Nearly half of Britons in a poll said they had never heard of Auschwitz, the Nazi death camp in southern Poland that became a symbol of the Holocaust and the attempted genocide of the Jews.
The results of the survey conducted by the BBC were released Thursday as Britain’s public broadcaster announced it will show a new series next January to mark the 60th anniversary of the concentration camp’s liberation.
“We were amazed by the results of our audience research,” said Laurence Rees, a producer on the series, “Auschwitz: The Nazis & the ‘Final Solution.'”
“It’s easy to presume that the horrors of Auschwitz are engrained in the nation’s collective memory, but obviously this is not the case,” Rees said.
The survey found that 45 percent of those surveyed had not heard of Auschwitz.
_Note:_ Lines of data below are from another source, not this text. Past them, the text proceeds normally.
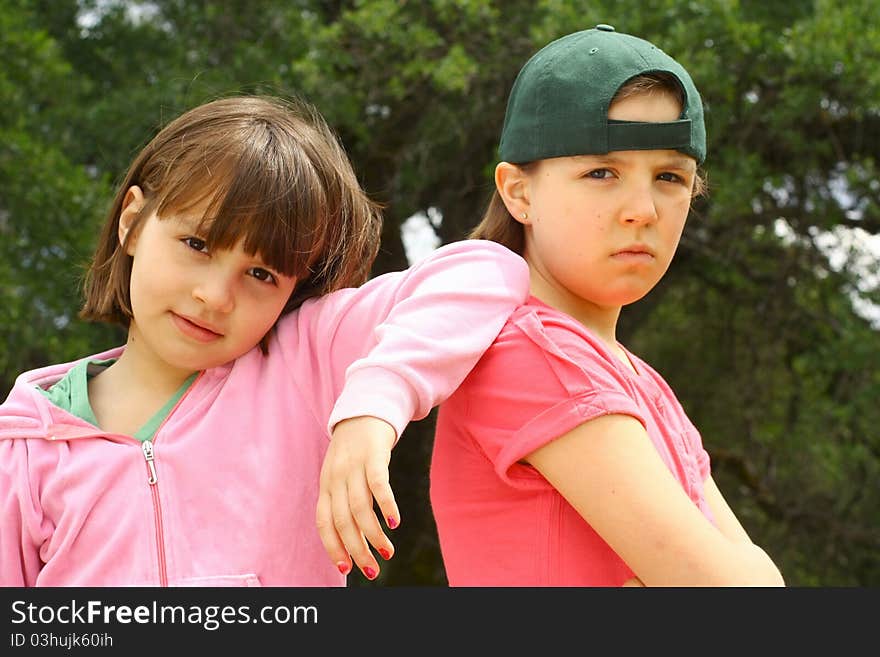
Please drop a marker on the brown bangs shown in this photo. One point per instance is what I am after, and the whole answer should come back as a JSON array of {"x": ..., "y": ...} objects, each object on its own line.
[{"x": 264, "y": 172}]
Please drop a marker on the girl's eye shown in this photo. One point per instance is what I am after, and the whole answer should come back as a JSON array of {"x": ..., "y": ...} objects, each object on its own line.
[
  {"x": 195, "y": 243},
  {"x": 668, "y": 176},
  {"x": 262, "y": 275}
]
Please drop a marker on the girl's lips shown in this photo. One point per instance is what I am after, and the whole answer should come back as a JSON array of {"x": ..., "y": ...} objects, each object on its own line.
[
  {"x": 193, "y": 330},
  {"x": 633, "y": 256}
]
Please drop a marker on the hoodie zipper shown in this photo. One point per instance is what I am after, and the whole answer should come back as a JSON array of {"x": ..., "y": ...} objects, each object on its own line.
[{"x": 153, "y": 480}]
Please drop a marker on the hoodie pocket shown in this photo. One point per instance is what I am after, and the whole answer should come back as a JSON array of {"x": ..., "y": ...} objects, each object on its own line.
[{"x": 248, "y": 579}]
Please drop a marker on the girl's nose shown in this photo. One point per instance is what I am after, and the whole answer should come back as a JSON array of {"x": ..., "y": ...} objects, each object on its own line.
[
  {"x": 216, "y": 291},
  {"x": 639, "y": 206}
]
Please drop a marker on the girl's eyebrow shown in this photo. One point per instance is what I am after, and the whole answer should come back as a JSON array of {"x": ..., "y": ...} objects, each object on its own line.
[{"x": 682, "y": 162}]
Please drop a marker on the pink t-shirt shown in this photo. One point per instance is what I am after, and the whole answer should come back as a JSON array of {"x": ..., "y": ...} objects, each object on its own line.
[{"x": 500, "y": 523}]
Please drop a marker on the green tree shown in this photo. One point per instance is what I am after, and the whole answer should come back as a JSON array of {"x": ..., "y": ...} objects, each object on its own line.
[{"x": 754, "y": 326}]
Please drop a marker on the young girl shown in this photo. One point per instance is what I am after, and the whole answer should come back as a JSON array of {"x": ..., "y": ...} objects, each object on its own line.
[
  {"x": 564, "y": 459},
  {"x": 191, "y": 456}
]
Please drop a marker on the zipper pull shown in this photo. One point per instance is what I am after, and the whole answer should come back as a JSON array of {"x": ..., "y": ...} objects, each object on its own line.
[{"x": 147, "y": 447}]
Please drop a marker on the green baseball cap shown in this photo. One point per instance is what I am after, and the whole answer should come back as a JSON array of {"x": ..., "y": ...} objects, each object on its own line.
[{"x": 559, "y": 102}]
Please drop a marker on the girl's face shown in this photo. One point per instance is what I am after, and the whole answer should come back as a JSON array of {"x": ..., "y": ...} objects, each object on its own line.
[
  {"x": 195, "y": 309},
  {"x": 602, "y": 229}
]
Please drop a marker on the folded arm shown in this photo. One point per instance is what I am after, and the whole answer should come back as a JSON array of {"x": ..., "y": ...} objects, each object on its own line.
[
  {"x": 427, "y": 328},
  {"x": 610, "y": 472}
]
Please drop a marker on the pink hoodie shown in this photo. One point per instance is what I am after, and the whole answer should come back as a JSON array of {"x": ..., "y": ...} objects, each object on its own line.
[{"x": 227, "y": 496}]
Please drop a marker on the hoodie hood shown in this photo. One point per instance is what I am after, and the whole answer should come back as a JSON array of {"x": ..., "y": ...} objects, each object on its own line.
[{"x": 27, "y": 413}]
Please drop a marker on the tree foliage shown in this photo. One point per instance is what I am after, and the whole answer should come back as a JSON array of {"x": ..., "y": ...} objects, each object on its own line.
[{"x": 754, "y": 326}]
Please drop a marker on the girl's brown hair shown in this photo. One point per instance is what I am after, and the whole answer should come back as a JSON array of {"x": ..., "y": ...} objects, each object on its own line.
[
  {"x": 273, "y": 174},
  {"x": 497, "y": 223}
]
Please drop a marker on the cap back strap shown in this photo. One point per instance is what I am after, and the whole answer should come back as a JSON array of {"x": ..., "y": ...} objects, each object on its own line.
[{"x": 636, "y": 136}]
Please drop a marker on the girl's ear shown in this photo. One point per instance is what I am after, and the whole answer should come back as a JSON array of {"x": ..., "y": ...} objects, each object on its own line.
[
  {"x": 132, "y": 204},
  {"x": 512, "y": 184}
]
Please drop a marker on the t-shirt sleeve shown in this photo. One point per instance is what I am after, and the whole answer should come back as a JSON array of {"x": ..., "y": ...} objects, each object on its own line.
[{"x": 539, "y": 380}]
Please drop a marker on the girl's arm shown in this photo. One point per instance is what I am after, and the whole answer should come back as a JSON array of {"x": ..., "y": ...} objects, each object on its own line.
[
  {"x": 610, "y": 472},
  {"x": 386, "y": 353},
  {"x": 19, "y": 554},
  {"x": 725, "y": 519}
]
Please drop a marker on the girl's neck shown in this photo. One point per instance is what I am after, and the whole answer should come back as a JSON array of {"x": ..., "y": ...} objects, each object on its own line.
[
  {"x": 600, "y": 320},
  {"x": 140, "y": 369}
]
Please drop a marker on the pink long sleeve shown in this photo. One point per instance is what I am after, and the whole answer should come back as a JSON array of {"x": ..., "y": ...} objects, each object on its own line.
[{"x": 402, "y": 343}]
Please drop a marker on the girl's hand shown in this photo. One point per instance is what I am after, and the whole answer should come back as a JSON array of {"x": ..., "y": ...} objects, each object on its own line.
[{"x": 354, "y": 473}]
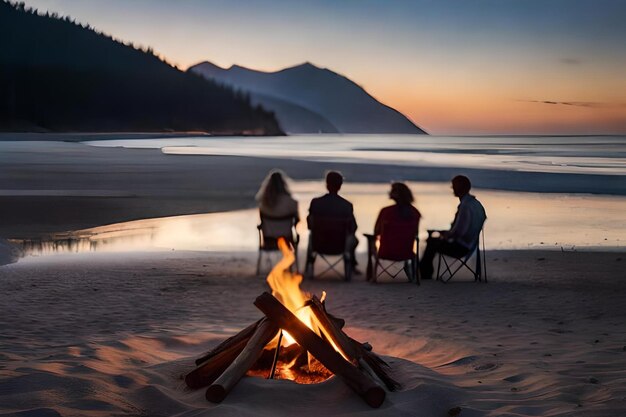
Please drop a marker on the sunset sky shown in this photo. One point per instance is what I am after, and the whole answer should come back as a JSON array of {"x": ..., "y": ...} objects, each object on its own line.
[{"x": 452, "y": 66}]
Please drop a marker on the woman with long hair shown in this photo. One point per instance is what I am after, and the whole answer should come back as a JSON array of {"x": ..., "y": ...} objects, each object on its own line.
[
  {"x": 278, "y": 209},
  {"x": 402, "y": 211}
]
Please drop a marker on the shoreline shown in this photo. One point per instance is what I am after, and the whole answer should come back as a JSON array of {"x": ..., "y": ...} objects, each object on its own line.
[{"x": 43, "y": 188}]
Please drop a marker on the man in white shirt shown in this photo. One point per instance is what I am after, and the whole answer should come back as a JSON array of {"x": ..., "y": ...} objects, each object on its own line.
[{"x": 463, "y": 234}]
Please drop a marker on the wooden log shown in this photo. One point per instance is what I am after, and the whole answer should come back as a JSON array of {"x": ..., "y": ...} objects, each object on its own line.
[
  {"x": 372, "y": 393},
  {"x": 212, "y": 368},
  {"x": 331, "y": 331},
  {"x": 245, "y": 334},
  {"x": 352, "y": 349},
  {"x": 264, "y": 333}
]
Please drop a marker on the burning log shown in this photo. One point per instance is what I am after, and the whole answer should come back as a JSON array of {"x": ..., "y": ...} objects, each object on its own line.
[
  {"x": 351, "y": 348},
  {"x": 361, "y": 383},
  {"x": 212, "y": 364},
  {"x": 245, "y": 334},
  {"x": 265, "y": 331},
  {"x": 333, "y": 332}
]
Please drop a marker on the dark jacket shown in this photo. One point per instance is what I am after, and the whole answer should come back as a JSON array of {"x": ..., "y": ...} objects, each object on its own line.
[{"x": 333, "y": 206}]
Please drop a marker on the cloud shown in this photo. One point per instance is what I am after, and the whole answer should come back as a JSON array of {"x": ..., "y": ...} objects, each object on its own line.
[
  {"x": 590, "y": 104},
  {"x": 570, "y": 61}
]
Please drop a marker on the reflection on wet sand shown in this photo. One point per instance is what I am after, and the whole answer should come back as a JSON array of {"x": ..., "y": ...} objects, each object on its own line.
[{"x": 515, "y": 221}]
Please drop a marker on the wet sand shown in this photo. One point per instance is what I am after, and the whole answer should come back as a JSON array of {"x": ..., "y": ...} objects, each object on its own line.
[
  {"x": 59, "y": 186},
  {"x": 112, "y": 334}
]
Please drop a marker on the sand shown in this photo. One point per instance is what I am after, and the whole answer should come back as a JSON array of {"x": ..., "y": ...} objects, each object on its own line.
[
  {"x": 103, "y": 334},
  {"x": 110, "y": 334},
  {"x": 48, "y": 186}
]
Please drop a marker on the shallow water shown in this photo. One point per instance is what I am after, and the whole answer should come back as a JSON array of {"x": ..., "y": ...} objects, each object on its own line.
[
  {"x": 549, "y": 154},
  {"x": 515, "y": 221}
]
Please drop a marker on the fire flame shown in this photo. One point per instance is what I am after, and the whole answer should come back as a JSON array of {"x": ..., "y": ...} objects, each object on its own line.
[{"x": 285, "y": 287}]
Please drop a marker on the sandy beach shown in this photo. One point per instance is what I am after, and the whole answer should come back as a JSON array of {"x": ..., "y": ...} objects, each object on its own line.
[{"x": 113, "y": 333}]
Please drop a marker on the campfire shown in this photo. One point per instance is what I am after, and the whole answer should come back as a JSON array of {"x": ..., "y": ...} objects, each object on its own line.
[{"x": 297, "y": 339}]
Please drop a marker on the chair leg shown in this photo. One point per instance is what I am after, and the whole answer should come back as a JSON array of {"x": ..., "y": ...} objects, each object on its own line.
[
  {"x": 258, "y": 263},
  {"x": 309, "y": 267},
  {"x": 477, "y": 274},
  {"x": 347, "y": 267},
  {"x": 376, "y": 265},
  {"x": 439, "y": 267},
  {"x": 408, "y": 269}
]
Historians estimate that anywhere from one million to three million people, about 90 percent of them Jews, were killed there.
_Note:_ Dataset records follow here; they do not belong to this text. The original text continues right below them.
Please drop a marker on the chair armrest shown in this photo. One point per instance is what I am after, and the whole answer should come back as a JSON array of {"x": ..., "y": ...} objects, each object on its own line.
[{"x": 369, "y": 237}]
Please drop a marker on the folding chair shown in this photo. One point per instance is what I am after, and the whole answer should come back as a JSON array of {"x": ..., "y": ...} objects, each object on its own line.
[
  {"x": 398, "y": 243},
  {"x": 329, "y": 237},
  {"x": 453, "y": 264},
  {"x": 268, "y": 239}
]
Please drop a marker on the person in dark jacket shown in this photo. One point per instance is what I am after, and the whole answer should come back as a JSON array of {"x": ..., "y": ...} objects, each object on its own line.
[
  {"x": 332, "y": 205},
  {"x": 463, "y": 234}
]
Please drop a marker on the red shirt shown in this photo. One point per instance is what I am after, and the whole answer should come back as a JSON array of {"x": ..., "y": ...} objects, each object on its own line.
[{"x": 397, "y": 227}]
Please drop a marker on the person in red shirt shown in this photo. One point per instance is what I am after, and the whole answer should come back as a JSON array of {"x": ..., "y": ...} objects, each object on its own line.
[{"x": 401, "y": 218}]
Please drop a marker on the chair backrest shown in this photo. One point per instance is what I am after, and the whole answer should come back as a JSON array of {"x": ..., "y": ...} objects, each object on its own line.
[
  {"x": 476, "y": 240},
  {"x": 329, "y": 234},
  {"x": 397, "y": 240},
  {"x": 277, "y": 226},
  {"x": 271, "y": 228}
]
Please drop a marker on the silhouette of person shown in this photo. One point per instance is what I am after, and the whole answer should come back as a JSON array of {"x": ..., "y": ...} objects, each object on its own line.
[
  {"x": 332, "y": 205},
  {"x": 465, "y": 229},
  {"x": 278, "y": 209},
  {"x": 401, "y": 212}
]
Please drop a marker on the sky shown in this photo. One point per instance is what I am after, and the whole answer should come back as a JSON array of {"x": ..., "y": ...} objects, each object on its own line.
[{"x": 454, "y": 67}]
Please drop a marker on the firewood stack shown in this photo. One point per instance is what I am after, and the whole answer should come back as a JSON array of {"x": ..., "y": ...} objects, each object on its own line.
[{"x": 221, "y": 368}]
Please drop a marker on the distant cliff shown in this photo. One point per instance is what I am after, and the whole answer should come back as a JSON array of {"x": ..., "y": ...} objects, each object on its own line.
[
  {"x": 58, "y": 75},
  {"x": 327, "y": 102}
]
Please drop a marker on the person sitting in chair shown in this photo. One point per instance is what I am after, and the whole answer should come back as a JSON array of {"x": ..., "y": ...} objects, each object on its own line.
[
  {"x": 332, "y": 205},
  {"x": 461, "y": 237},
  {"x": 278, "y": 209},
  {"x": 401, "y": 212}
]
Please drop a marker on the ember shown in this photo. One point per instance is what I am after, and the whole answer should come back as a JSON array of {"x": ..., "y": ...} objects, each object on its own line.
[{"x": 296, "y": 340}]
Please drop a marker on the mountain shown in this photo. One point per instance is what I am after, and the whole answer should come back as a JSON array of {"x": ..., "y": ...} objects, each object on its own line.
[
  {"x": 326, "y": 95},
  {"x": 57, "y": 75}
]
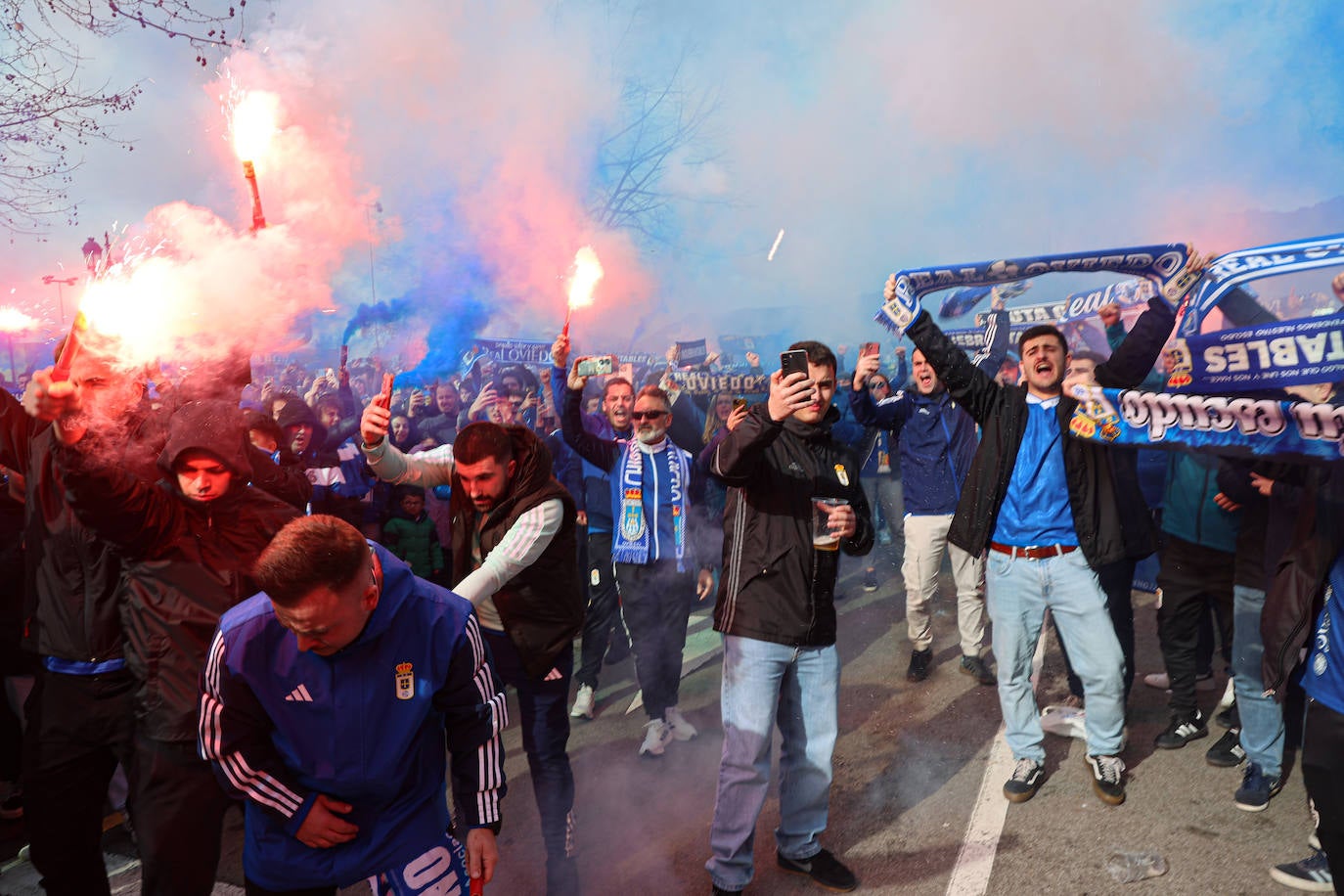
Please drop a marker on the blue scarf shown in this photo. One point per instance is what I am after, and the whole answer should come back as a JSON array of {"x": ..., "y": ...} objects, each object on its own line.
[{"x": 631, "y": 536}]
Among women and people younger than 35, 60 percent had never heard of Auschwitz, despite the recent popularity of films such as “Schindler’s List,” “Life is Beautiful” and “The Pianist,” which depict the atrocities of the Holocaust.
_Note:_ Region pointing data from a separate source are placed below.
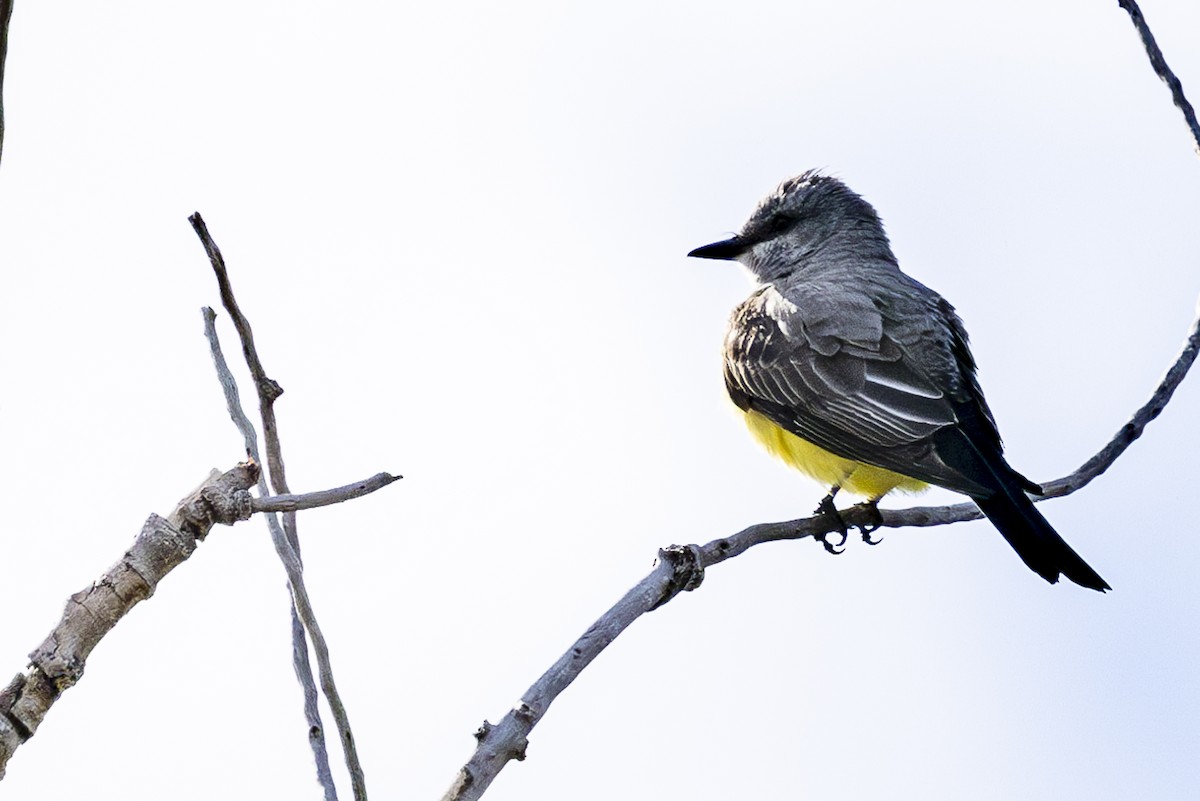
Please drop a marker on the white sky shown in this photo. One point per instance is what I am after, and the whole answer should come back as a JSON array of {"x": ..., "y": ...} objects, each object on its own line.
[{"x": 460, "y": 232}]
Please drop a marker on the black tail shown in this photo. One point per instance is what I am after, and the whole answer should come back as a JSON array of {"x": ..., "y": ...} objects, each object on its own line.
[{"x": 1035, "y": 540}]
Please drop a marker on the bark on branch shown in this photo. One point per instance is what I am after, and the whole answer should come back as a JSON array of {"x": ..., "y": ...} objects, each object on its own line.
[
  {"x": 162, "y": 544},
  {"x": 682, "y": 567}
]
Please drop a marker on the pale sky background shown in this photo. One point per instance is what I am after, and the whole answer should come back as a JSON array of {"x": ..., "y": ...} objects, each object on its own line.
[{"x": 459, "y": 230}]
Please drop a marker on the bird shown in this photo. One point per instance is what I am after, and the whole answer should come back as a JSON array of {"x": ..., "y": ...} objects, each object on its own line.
[{"x": 861, "y": 377}]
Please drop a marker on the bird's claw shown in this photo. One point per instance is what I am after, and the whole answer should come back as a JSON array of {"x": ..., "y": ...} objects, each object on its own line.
[
  {"x": 876, "y": 523},
  {"x": 827, "y": 507}
]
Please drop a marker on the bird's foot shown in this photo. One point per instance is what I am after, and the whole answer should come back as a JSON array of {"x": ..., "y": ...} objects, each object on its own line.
[
  {"x": 873, "y": 509},
  {"x": 827, "y": 507}
]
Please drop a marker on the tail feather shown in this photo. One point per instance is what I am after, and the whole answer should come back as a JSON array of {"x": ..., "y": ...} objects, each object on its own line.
[{"x": 1035, "y": 540}]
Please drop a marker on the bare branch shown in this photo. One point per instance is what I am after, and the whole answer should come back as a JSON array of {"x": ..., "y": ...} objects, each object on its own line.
[
  {"x": 324, "y": 497},
  {"x": 300, "y": 663},
  {"x": 1159, "y": 64},
  {"x": 682, "y": 567},
  {"x": 5, "y": 17},
  {"x": 91, "y": 613},
  {"x": 268, "y": 391}
]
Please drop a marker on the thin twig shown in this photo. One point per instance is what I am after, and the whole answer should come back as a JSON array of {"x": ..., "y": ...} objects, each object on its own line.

“The name Auschwitz is quite rightly a byword for horror, but the problem with thinking about horror is that we naturally turn away from it,” Rees said.
The BBC said the research was based on a nationally representative postal survey of 4,000 adults 16 and older.
The broadcaster is marking Holocaust Memorial Day, January 27, with a variety of television and radio programs.
The Auschwitz series for BBC2 is based on nearly 100 interviews with survivors and perpetrators and is the result of three years of research with the assistance of professors Ian Kershaw and David Cesarani.